HOLLAND, MICH. — Executives of Clarion Technologies Inc. cut their teeth in automotive plastics, where consolidation has rattled suppliers. Now, backed by high-powered investors and a string of acquisitions, Clarion is leading some consolidation of its own. In just two years, Clarion's plastics universe has expanded from a small Ohio molder, Triangle Plastics Inc., to 660 employees at six factories running 150 injection presses in Michigan, Ohio and South Carolina.
The biggest deal came March 1, when Clarion bought appliance parts molder Drake Products Corp. in Greenville, Mich. The $50 million in sales from Drake bring Clarion's total sales to about $120 million for a full year.
Expect more deals, Clarion President Bill Beckman said, as the company continues to push into its core markets of automotive, heavy trucks, furniture and consumer goods.
Beckman subscribes to the "critical mass" philosophy that says midsize suppliers can't survive. Clarion officials want sales to reach the $500 million mark by 2003, then eventually to hit $1 billion.

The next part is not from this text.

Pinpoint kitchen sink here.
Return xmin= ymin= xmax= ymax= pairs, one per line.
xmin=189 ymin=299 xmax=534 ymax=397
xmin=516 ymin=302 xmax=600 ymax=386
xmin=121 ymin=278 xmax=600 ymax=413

"Speed is critical in this process. We can't just grow internally for the next 20 years and think that's going to get us there. We have to grow internally, and we also have to do acquisitions. There's a window that we have to hit," Beckman said.

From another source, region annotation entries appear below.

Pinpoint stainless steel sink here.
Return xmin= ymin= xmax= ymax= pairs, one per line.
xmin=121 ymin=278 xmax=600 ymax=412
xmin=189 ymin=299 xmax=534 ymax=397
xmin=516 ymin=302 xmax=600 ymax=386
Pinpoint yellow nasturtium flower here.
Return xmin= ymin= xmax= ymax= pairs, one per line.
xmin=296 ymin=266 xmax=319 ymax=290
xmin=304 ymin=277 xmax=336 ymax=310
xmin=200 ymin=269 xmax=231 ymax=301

Publicly traded, but still closely held by management and directors, Clarion is loaded with former executives of automotive suppliers, including Prince Corp. (bought by Johnson Controls Inc. in 1996) and the former Bryan Custom Plastics (now Plastech Engineered Products Inc.).
Just don't slap Clarion with the label "automotive molder."

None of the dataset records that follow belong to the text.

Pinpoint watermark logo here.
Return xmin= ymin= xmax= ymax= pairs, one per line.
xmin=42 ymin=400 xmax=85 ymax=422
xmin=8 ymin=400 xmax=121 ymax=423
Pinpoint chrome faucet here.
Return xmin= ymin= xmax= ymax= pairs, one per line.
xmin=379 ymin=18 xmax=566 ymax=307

"Automotive has too finite a strategy, especially from a public-company standpoint," Beckman said. "It has to be a broader base." He said the goal is to have 40 percent of its business coming from the auto market, 30 percent from heavy trucks and 30 percent from consumer goods and furniture.
Clarion wants to serve those markets using current principles of the automotive food chain: fewer, but bigger and better suppliers with design and assembly expertise, and the ability to manage big projects.
Tim Kline, as chief operating officer, oversees all manufacturing. "The suppliers to automotive have really done a nice job of offering full-service capability to the automotive com- panies to help them reduce their costs," Kline said. "But nobody's really done as extensive a job of doing that in the nonautomotive sectors. So it's our intention to build our nonautomotive share by offering those folks what they deserve."
The company has set up teams dedicated to each core market. They don't mix. Members of the heavy-truck group, for example, do not get involved in consumer goods, or automotive.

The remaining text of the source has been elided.